When you reply /approve <id>:

  1. Load the pending repair from .smallclaw/pending-repairs/<id>.json
  2. Check the patch still applies cleanly (git apply --check)
  3. Apply it to src/
  4. Run npm run build
  5. If build passes → restart gateway → message "Fixed and back online ✅"
  6. If build fails → revert the patch → message "Build failed after patch, reverted ❌. Here's the compiler error:"

The /reject <id> command just deletes the pending file and messages "Repair discarded."

Deliverable: Approval handling in telegram-channel.ts + src/tools/self-repair.ts


Phase 5 — Proactive Error Reporting (Optional / Future)

When a background task fails with an error that looks like a source code bug (stack trace points to src/ or dist/), SmallClaw automatically:

  1. Captures the error + stack
  2. Does a quick analysis (does the stack point to a known source file?)
  3. Messages you: "Task X failed with what looks like a source bug.

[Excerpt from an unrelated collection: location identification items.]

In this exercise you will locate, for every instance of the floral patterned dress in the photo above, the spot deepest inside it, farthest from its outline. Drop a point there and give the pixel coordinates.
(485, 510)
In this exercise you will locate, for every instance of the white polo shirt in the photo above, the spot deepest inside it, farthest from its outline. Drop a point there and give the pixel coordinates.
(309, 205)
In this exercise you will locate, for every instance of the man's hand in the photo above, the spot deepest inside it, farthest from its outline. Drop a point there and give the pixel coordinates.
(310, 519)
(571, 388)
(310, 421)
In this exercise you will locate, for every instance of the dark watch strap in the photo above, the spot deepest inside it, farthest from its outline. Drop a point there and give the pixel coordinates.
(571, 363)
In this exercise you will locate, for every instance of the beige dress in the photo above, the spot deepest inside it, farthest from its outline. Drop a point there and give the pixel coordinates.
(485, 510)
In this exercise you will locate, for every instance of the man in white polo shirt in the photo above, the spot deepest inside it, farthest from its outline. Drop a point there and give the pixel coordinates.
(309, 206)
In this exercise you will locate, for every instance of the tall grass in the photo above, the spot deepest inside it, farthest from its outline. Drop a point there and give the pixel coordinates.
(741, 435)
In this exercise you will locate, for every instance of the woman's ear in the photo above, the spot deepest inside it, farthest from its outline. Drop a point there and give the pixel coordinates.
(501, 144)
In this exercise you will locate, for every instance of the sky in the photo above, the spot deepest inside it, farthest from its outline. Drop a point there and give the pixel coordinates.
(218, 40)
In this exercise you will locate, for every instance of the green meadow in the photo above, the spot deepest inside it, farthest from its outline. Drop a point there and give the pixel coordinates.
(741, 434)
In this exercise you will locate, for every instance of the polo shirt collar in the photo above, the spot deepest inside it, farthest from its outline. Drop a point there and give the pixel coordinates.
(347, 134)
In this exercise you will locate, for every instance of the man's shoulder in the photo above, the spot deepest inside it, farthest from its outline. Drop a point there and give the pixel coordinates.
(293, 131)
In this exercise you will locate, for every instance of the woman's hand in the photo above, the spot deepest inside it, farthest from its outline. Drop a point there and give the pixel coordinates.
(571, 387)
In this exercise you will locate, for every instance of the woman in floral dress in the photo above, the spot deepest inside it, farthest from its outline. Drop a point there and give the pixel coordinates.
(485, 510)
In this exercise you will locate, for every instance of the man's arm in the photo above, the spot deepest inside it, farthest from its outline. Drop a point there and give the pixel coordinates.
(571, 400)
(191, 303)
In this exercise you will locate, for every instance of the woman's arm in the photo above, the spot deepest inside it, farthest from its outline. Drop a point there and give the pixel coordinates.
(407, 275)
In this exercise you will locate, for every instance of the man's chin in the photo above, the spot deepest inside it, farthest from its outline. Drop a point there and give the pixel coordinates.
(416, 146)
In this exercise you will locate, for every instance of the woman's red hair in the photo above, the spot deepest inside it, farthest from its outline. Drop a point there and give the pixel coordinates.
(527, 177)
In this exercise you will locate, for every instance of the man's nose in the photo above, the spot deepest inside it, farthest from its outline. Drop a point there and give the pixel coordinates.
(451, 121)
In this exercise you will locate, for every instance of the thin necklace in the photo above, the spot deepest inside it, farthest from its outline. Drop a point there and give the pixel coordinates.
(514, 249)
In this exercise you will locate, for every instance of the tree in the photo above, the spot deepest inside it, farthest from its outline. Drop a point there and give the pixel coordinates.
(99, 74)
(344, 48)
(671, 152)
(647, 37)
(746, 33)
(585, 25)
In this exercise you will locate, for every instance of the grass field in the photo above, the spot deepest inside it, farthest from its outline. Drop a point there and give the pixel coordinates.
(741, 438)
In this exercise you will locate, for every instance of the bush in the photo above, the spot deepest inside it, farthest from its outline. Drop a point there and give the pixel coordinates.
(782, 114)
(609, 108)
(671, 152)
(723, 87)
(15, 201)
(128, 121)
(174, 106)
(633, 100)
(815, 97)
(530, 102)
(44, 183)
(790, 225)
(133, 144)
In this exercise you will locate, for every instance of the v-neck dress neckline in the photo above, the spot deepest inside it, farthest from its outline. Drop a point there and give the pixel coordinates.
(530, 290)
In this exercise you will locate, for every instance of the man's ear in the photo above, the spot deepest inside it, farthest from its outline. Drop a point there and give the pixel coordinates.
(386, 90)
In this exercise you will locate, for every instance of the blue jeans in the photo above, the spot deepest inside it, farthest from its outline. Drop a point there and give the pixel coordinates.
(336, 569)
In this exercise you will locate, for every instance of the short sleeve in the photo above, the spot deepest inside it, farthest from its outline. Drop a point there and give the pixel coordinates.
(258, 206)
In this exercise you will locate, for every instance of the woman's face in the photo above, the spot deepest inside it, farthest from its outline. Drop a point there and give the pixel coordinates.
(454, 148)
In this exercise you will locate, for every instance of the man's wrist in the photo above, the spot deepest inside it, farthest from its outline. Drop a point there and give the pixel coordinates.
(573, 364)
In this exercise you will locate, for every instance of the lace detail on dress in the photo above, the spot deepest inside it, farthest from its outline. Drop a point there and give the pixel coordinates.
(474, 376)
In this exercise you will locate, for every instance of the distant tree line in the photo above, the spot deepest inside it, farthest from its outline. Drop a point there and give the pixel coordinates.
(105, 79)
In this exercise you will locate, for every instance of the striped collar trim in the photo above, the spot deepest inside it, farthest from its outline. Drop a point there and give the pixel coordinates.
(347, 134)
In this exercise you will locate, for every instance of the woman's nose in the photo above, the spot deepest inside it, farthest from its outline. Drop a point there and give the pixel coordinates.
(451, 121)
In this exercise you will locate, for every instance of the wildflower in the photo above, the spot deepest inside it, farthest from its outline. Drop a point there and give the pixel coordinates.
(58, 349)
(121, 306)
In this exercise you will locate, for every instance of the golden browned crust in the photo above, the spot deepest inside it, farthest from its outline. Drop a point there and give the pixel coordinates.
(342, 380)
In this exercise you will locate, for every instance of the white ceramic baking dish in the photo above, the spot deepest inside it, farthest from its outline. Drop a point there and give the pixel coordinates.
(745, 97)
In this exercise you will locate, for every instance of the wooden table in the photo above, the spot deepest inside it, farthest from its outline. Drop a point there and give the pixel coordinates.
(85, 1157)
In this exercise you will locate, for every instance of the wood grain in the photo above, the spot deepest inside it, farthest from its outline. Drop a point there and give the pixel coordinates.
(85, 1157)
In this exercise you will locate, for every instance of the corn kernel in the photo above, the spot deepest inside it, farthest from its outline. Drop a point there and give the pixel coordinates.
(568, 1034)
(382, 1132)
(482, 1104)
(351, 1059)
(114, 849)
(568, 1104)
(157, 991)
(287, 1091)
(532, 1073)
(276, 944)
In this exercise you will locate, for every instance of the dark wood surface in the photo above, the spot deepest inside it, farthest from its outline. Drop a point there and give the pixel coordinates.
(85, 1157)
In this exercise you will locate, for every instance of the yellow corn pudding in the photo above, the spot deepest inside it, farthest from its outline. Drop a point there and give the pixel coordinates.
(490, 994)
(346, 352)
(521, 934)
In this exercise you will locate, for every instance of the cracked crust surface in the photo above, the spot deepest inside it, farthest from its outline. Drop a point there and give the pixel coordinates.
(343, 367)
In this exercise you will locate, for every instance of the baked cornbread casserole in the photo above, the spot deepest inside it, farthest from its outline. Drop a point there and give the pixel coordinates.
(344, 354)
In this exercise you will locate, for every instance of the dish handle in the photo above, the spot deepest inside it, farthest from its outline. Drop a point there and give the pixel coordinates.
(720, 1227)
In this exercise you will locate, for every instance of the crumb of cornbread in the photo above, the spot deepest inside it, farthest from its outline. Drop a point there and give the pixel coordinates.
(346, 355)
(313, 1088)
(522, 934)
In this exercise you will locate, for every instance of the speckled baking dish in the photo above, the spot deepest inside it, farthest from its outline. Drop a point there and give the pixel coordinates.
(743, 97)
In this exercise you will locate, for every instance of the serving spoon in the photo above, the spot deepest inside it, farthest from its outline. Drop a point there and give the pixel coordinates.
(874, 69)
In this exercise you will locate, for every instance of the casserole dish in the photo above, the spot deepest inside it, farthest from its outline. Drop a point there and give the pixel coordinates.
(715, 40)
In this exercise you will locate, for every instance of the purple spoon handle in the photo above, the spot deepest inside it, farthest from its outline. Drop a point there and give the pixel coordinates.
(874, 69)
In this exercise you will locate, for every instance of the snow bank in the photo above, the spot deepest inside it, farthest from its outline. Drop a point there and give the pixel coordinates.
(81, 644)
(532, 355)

Want me to analyze it?"

This makes the whole loop feel truly autonomous — it notices, it tells you, it waits for your go-ahead.


Data Flow Diagram

Background Task Running
        │
        ▼
   Error Occurs
        │
        ├─── Stack trace captured in TaskState.error
        │
        ▼
You: "Claw, analyze that error"
        │
        ▼
AI reads SELF.md → knows which file to look at
        │
        ▼
AI calls read_source() → reads the actual source file
        │
        ▼
AI generates unified diff patch
        │
        ▼
propose_repair() → stores patch, sends Telegram proposal
        │
        ▼
You: "/approve 3"
        │
        ▼
patch_source() → applies diff to src/
        │
        ▼
npm run build
        │
   ┌────┴────┐
   │         │
PASS       FAIL
   │         │
Restart   Revert + notify
   │
Message: "Fixed ✅"

Security Model

Action Allowed Requires
Read source files AI can do autonomously
List source files AI can do autonomously
Analyze error + propose patch AI can do autonomously
Apply patch to source 🔒 Your explicit /approve <id>
Run build 🔒 Triggered only after your approval
Restart gateway 🔒 Triggered only after successful build
Modify workspace files Already permitted (existing tools)

The AI cannot apply any source changes without an explicit approval command from you. Period.


File Checklist

  • workspace/SELF.md — architecture map for the AI
  • src/tools/source-access.tsread_source and list_source tools
  • src/tools/self-repair.tspropose_repair tool + patch storage
  • src/gateway/telegram-channel.ts/approve and /reject command handlers
  • src/tools/registry.ts — register the two new tools
  • CHANGELOG.md — document the feature when shipped

Open Questions / Decisions Needed

  1. Model capability: Self-repair requires the AI to write valid unified diffs. Qwen3:4b may struggle with this — consider gating propose_repair behind the secondary/orchestration model if one is configured.

  2. Build output: Should build errors be sent in full to Telegram (could be long) or truncated? Suggest: first 50 lines of compiler output, with a /browse link to the full log.

  3. Repair history: Should accepted/rejected repairs be logged to workspace/memory/? Recommended yes — gives the AI long-term awareness of what bugs it has found and fixed.

  4. Auto-propose threshold: Should the AI proactively propose repairs without being asked, or only when you explicitly ask? Recommend: proactive notification ("I found a bug") but passive proposal ("want me to analyze it?") — never auto-apply.